Butt Fantasia (2019)
With the help of a magic hat, a man contemplates the good and bad times his butt has been through.
House of Existence (2022)
There it stands, the house, drawn in pencil. It begins to fall apart. Bricks come loose from the wall, the front door falls off its hinges and walls break away. Everything sinks into endless nothingness.
Life Is But a Dream (2022)
An undertaker digs up an abandoned grave to get wood to build a coffin for the savior of his village, but in doing so, he awakens the ghost of an ancient swordsman, and the ghost wants his coffin back.
Agent 327: Operation Barbershop (2017)
Agent 327 is investigating a clue that leads him to a shady barbershop in Amsterdam. Little does he know that he is being tailed by mercenary Boris Kloris.
Garlic Boy (2007)
Frank Capra, with a twist. Garlic Boy is a boy - who's also a stalk of garlic - who goes out into the world to "do good for others." His mother gave him a case of her special "garlic tonic" and Garlic Boy uses this tonic to cure "folk of what ails them."
Strings (2023)
The hands of a puppeteer control the bodies of two dancers who compete with each other.
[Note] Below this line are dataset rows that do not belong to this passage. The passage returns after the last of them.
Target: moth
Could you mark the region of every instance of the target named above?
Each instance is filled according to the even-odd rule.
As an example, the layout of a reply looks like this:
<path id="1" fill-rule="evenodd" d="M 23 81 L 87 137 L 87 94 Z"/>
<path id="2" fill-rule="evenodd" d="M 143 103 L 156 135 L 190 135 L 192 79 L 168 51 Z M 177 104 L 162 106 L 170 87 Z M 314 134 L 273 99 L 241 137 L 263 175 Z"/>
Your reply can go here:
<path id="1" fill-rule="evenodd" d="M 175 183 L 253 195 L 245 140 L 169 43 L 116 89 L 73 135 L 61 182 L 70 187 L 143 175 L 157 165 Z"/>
The Song of the River (2017)
A stop-motion animation that dissolves a conversation on friendship, longing and loss into a seamless loop that follows a furry creature paddling through a swampy river scene. The subtitles are neither clearly attributed to the scenery, nor to the characters in it.
Flores (2017)
In a natural crisis scenario, the entire population of Azores is forced to evict due to an uncontrolled plague of hydrangeas, a common flower in these islands. Two young soldiers, bound to the beauty of the landscape, guide us to the stories of sadness of those forced to leave and the inherent desire to resist by inhabiting the islands. The filmic wandering becomes a nostalgic and political reflection on territorial belonging and identity, and the roles we assume in the places we came from.
The Burden (2017)
A shopping center along a large highway is the scene of an apocalyptic musical. Animation with a strong sense of form set to auto-tuned music by Klungan. About liberation through great catastrophy.
Grandpa Walrus (2018)
On the windy and cloudy beach, Granny is praying, Mum is shouting, the sisters don’t care, Lucas is alone. Grandpa was a weird guy, now he's dead.
CODA (2014)
This short animation draws on advanced digital technologies to offer a new vision of dance in cinema. With motion capture (MoCap) and particle processing, designers Denis Poulin and Martine Époque create virtual dancers free of their morphological appearance. In this balletic and hypnotic film, dynamic traces carry the motion of the real dancers behind the on-screen movements. Addressing environmental themes by way of metaphor, CODA is a fused universe where space and time collide, deploy, and dissolve. In this technically and formally innovative film, luminous bodies in the infinite space of the cosmos transform and evolve to the rhythms of Stravinsky’s Rite of Spring.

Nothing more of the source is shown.